Lidah yang lembut menjilati mulutku. Ruangan yang sempit dan dingin. Semuanya terasa seperti mimpi, meskipun tempat ini adalah kenyataan.






“..Apakah ini tidak apa-apa?”

"Tutup matamu."

"...Tidak! Apa ini tidak apa-apa? Kalau kamu tidak bisa kembali, ya? Tunggu sebentar."





Sekalipun aku tiba-tiba menepuk bahunya dengan pemikiran yang realistis, dia tidak bergeming.
Aku mengkhawatirkan Jooyeon, yang kutinggalkan, dan mantan pacarku Lee Jaehyun, yang akan menikahi putri raja. Bagaimana jika negara ini hancur berantakan?




Gravatar

“Aku tidak tahan dengan suasana ini. Tidak bisakah kita setidaknya berciuman?”

“Oh, tidak. Tapi Anda tetaplah seorang pangeran dari suatu negara.”

"Aku sudah bertanya pada putri.
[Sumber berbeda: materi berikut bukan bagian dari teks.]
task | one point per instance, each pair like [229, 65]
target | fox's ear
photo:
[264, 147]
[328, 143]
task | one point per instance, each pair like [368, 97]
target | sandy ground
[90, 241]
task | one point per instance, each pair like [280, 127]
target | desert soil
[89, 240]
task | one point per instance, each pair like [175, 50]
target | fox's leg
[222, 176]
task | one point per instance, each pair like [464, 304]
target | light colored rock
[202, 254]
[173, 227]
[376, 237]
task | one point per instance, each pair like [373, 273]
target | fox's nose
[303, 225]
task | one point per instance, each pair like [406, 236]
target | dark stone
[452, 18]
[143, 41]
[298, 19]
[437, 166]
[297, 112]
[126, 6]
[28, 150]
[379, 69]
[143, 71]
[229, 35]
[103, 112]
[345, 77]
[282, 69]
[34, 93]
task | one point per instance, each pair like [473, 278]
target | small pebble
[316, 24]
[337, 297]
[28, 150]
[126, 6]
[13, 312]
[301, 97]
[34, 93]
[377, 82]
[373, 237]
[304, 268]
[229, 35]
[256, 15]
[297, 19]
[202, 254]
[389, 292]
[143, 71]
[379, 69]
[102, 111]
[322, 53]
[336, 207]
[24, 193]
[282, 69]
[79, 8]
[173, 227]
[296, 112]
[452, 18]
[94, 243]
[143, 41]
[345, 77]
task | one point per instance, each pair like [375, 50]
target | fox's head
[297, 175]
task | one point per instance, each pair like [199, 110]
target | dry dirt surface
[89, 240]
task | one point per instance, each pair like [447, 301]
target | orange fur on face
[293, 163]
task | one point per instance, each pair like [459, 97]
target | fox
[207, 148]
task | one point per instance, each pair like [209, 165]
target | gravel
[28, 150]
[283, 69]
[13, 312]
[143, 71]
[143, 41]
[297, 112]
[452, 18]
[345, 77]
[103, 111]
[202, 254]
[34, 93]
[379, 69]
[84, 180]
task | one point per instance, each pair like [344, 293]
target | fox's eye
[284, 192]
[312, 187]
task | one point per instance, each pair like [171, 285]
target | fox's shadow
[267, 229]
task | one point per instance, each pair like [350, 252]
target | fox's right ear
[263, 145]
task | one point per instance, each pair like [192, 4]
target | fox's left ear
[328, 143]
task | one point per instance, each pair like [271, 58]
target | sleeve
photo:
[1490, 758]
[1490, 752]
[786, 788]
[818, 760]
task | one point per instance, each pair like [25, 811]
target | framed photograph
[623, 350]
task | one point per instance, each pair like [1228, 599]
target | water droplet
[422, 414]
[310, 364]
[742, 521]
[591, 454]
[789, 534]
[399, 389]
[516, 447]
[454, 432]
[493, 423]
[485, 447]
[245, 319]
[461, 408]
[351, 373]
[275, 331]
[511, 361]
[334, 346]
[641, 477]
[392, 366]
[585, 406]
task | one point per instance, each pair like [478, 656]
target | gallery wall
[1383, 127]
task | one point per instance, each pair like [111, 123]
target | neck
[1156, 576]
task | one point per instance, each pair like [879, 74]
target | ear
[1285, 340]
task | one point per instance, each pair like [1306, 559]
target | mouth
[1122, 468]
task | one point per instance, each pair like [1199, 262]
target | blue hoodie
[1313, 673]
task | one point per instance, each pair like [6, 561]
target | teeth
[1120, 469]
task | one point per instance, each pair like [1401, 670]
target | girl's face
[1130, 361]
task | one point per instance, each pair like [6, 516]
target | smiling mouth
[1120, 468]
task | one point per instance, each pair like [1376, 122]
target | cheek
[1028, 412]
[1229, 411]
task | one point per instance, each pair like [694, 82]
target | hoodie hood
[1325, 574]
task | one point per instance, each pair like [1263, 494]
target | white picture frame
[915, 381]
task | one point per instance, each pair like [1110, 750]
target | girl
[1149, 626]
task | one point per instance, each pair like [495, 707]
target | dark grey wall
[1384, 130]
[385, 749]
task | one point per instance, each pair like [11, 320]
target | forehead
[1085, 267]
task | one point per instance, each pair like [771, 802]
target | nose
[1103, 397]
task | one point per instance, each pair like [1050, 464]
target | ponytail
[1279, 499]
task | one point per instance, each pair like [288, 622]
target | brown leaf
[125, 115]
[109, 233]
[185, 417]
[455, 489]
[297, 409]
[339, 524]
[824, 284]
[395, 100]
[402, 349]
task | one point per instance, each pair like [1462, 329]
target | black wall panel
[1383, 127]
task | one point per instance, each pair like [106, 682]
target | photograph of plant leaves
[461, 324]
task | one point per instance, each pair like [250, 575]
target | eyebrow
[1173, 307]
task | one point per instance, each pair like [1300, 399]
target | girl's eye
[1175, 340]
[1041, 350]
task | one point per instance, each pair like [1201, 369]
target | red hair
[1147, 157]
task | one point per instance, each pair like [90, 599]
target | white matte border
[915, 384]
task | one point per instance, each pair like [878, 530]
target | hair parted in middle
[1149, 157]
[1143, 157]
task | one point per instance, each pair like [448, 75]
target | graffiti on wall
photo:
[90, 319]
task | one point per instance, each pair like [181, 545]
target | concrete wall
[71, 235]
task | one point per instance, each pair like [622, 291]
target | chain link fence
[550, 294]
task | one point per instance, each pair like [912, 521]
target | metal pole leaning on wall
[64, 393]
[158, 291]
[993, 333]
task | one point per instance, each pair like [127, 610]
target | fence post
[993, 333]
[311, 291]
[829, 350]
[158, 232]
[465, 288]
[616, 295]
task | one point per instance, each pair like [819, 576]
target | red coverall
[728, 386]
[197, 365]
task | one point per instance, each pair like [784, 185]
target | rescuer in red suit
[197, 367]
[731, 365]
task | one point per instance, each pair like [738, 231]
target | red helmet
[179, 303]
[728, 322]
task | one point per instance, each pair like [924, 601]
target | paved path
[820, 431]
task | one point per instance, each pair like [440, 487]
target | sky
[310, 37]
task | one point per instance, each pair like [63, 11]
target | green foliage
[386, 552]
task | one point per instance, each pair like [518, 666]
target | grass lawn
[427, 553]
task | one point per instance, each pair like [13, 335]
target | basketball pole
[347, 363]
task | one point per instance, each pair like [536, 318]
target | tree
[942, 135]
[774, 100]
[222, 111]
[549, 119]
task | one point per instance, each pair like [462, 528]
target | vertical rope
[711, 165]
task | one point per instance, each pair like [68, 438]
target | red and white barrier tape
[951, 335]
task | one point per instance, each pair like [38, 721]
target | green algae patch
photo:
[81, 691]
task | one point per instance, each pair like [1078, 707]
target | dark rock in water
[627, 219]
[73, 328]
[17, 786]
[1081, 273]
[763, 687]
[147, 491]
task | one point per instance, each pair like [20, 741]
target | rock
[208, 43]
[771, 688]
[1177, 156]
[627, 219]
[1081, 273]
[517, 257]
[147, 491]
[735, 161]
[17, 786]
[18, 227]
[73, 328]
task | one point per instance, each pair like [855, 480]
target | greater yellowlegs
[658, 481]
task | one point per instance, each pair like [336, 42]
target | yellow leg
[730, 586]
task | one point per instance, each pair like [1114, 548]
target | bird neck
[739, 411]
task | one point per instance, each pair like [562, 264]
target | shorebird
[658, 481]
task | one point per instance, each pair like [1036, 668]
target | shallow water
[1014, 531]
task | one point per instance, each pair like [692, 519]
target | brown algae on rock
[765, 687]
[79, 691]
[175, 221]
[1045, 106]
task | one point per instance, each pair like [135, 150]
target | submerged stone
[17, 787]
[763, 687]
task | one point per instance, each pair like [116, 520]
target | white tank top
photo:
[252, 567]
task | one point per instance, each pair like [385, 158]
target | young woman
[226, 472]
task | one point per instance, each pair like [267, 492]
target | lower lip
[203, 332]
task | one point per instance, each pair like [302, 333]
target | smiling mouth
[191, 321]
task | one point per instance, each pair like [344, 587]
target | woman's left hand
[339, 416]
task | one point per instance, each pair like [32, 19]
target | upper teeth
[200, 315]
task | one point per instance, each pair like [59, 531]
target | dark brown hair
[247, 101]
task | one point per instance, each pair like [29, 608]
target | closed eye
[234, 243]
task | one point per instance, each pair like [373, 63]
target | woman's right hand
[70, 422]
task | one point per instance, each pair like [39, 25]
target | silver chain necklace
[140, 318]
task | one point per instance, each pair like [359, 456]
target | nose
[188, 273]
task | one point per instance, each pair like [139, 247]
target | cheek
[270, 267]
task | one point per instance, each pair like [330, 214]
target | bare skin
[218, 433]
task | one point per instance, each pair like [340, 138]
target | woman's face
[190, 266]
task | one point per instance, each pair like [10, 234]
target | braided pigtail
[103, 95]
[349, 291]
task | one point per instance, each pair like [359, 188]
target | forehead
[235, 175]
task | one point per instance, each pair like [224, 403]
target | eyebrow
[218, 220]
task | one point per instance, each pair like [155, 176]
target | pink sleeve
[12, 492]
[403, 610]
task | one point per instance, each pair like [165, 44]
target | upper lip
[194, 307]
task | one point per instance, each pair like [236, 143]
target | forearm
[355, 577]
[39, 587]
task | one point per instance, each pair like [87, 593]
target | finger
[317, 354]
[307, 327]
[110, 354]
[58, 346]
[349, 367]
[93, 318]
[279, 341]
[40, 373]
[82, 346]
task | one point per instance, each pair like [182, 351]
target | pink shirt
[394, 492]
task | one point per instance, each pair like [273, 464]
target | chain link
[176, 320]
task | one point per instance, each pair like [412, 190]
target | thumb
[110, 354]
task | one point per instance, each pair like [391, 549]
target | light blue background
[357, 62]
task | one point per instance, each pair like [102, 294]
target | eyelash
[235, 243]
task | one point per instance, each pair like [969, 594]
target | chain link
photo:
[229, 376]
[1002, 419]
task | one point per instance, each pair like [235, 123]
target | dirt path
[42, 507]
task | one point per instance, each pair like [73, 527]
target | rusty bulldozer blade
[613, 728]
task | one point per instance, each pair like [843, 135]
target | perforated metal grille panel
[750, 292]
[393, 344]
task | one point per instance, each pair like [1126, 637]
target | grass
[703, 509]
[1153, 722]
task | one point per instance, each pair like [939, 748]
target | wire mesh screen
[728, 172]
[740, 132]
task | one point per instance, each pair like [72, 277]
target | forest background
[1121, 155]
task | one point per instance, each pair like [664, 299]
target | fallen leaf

Mantan pacarmu mungkin sedang diinterogasi oleh putri sekarang."

”…”

"Lee Joo-yeon, dia juga akan kembali. Aku punya firasat samar bahwa dia bukan Sang Pangeran."

”…”

"Jadi, berhentilah khawatir. Semuanya sudah berakhir."






Saat kau menyentuh bibirku dengan tatapan cemas itu, aku benar-benar tak tahu harus berbuat apa. Bibir kita semakin dekat. Aku tahu itu, tapi aku tak menghindarinya. Sebaliknya, aku memejamkan mata perlahan.






****************
Sepertinya ini episode terakhir dari serial ini!